PS: Mohit, maybe you can help implement OCSP to EAP-TLS in Mbed TLS. I am 
looking forward to see OCSP supported added to EDHOC by John.

From: Emu  On Behalf Of Mohit Sethi M
Sent: Saturday, October 31, 2020 2:15 PM
To: emu@ietf.org
Subject: [Emu] Moving towards less security in 2020 - OCSP


Dear all,

Sorry for the radio silence. I have over-committed myself to too many things. I 
think I have now read the entire discussion on OCSP.

EAP-TLS with TLS 1.3 is a working group document so the text will reflect 
whatever the working group wants. The authors and contributors are at the 
service of the working group. Obviously it is easy for us to simply change all 
MUSTs to MAYs, make everyone happy, and hand over the document to the IESG.

Yet, I think as a conscientious security person and individual contributor, I 
am saddened by the discussion thus far. To begin with, I assume that everyone 
knows the difference between OCSP and OCSP stapling. I also hope that everyone 
has read RFC 5216 (the previous EAP-TLS specification). In particular I hope 
that the working group has actually read section 5.4 on "Certificate 
Revocation" (https://tools.ietf.org/html/rfc5216#section-5.4). I copy the 
relevant text here for your convenience:

   EAP-TLS peer and server implementations MUST support the use of

   Certificate Revocation Lists (CRLs); for details, see Section 3.3 
of

   [RFC3280].  EAP-TLS peer 
and server implementations SHOULD also

   support the Online Certificate Status Protocol (OCSP), described in

   "X.509 Internet Public Key Infrastructure Online Certificate Status

   Protocol - OCSP" [RFC2560].  OCSP 
messages are typically much smaller

   than CRLs, which can shorten connection times especially in

   bandwidth-constrained environments.
and

   For this reason, EAP-TLS peers and servers SHOULD implement

   Certificate Status Request messages, as described in "Transport Layer

   Security (TLS) Extensions", Section 3.6 of 
[RFC4366].  To enable

   revocation checking in situations where servers do not support

   Certificate Status Request messages and network connectivity is not

   available prior to authentication completion, peer implementations

   MUST also support checking for certificate revocation after

   authentication completes and network connectivity is available, and

   they SHOULD utilize this capability by default.

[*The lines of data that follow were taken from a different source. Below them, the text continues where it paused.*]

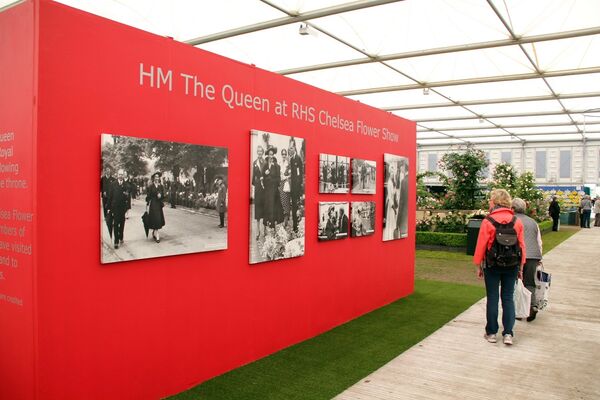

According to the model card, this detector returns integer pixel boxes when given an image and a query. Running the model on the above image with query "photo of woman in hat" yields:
[146,172,165,243]
[249,130,306,264]
[262,146,283,229]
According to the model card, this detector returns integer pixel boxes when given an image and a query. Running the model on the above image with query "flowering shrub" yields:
[489,163,517,196]
[417,212,467,233]
[439,145,488,209]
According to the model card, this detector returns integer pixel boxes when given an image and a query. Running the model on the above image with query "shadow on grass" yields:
[170,281,485,400]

So we were already saying "SHOULD" for OCSP in 2008 when RFC 5216 was 
published. And now 12/13 years later, some people in the working group are 
suggesting to make the security stance weaker. For what? Some speculative 
insecure future deployments? Please note that EAP-TLS is currently implemented 
in billions of devices and used in many high security deployments.

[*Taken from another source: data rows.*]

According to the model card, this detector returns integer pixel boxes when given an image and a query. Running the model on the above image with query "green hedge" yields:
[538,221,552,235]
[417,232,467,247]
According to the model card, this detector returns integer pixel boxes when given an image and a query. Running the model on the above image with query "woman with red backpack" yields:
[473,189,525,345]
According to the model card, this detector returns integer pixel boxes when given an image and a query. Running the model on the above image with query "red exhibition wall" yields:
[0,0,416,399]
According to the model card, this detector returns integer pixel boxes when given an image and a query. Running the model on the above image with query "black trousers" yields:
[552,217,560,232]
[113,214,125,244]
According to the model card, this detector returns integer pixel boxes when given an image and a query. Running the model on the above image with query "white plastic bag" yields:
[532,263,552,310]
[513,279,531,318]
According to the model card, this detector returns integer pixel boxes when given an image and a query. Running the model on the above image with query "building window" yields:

It is very surprising to see Hannes wanting to water down security and get rid 
of the text on OCSP. He wrote "I do not understand certificate revocation 
checking is a topic specific to the use of TLS 1.3 in EAP-TLS.". Well, as you 
see, RFC 5216 has quite detailed guidelines on certificate revocation checking 
with CRLs and OCSP so I don't see any sensible reason on why an update to it 
should not contain relevant text. Michael wrote " we are under no additional 
compulsion to support revocation than we were before." Do you see the problem 
here given the text in RFC 5216 shown above?

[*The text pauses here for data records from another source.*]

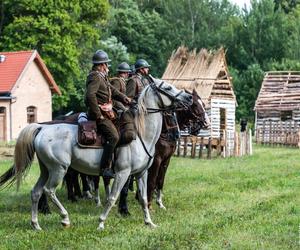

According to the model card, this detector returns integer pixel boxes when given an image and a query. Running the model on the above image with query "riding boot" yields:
[100,144,115,178]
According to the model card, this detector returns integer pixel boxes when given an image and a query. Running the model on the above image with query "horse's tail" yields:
[0,123,41,189]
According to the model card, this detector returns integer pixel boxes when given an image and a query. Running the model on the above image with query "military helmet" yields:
[134,59,151,70]
[117,62,131,73]
[92,50,111,64]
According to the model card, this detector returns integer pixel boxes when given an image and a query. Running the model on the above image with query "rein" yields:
[137,78,183,164]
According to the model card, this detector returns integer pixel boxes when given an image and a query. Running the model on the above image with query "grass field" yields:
[0,147,300,250]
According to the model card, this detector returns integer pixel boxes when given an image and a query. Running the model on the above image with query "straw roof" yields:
[254,71,300,111]
[162,46,235,105]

While Elliot and Hannes have been vocal about their views, we also saw feedback 
from Janfred explaining the situation without OCSP in a live network like 
eduroam: 
https://mailarchive.ietf.org/arch/msg/emu/X9Mm24LSzaq63bHSvmkBbiSsrJc/. He ends 
his email with

All in all, I definitely think that making OCSP Stapling optional will

have a benefit on small devices, but especially for the diverse

environment of eduroam, making OCSP Stapling mandatory will increase the

overall security of this federation.